Although the cost of living in Hawaii is among the highest in the U.S., people earn less here than they could doing the same job on the mainland. A lot of jobs here pay the federal minimum wage, only $7.75 an hour, which isn’t bad when you consider the federal minimum wage for tipped employees is $2.13 an hour. In Hawaii, tipped workers are paid $7.00 an hour. (UPDATE: In 2014, former governor Neil Abercrombie (D) signed a bill that will raise the minimum wage for non-topped employees in Hawaii to $10.10 an hour, to be phased in gradually over the next four years.)
It is bad, however, when you consider that, had the federal minimum wage been adjusted for inflation every year since its establishment in 1938, it should now be at $10.71 an hour. In fact, the minimum wage was raised several times until 1968. Then Congress stopped correcting for inflation, and the real value of the minimum wage has been on the decline ever since.

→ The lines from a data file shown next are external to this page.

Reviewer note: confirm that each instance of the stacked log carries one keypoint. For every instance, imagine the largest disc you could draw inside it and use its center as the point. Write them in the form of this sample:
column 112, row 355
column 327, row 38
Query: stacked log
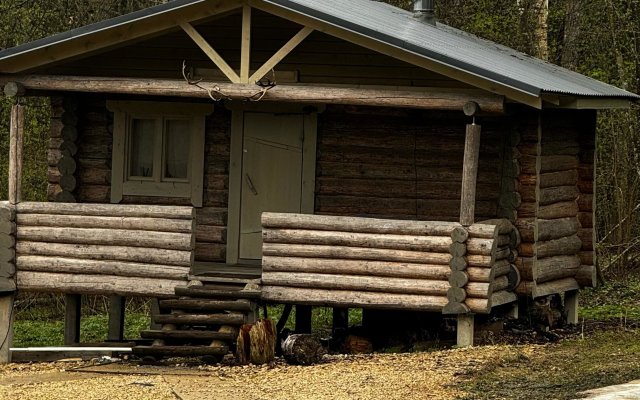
column 95, row 137
column 375, row 263
column 62, row 150
column 364, row 171
column 7, row 248
column 550, row 225
column 103, row 249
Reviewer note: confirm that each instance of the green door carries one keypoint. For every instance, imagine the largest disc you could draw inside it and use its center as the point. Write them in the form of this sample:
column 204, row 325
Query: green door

In Hawaii, tourism is the biggest industry. A lot of people working restaurant, hospitality and service jobs are paid at or near minimum wage and many are tipped employees. Hawaii state income tax is 11%, the second-highest in the nation. The combination of low wages, high taxes and a high cost of living means a lot of people here must work two or more jobs to make ends meet.
At $7.75 an hour, a full-time employee needs to work 88 hours or more a week to afford a standard two-bedroom apartment in Hawaii. There is no state in the U.S. where an employee working full-time for minimum wage can afford a two-bedroom apartment working a standard 40-hour work week.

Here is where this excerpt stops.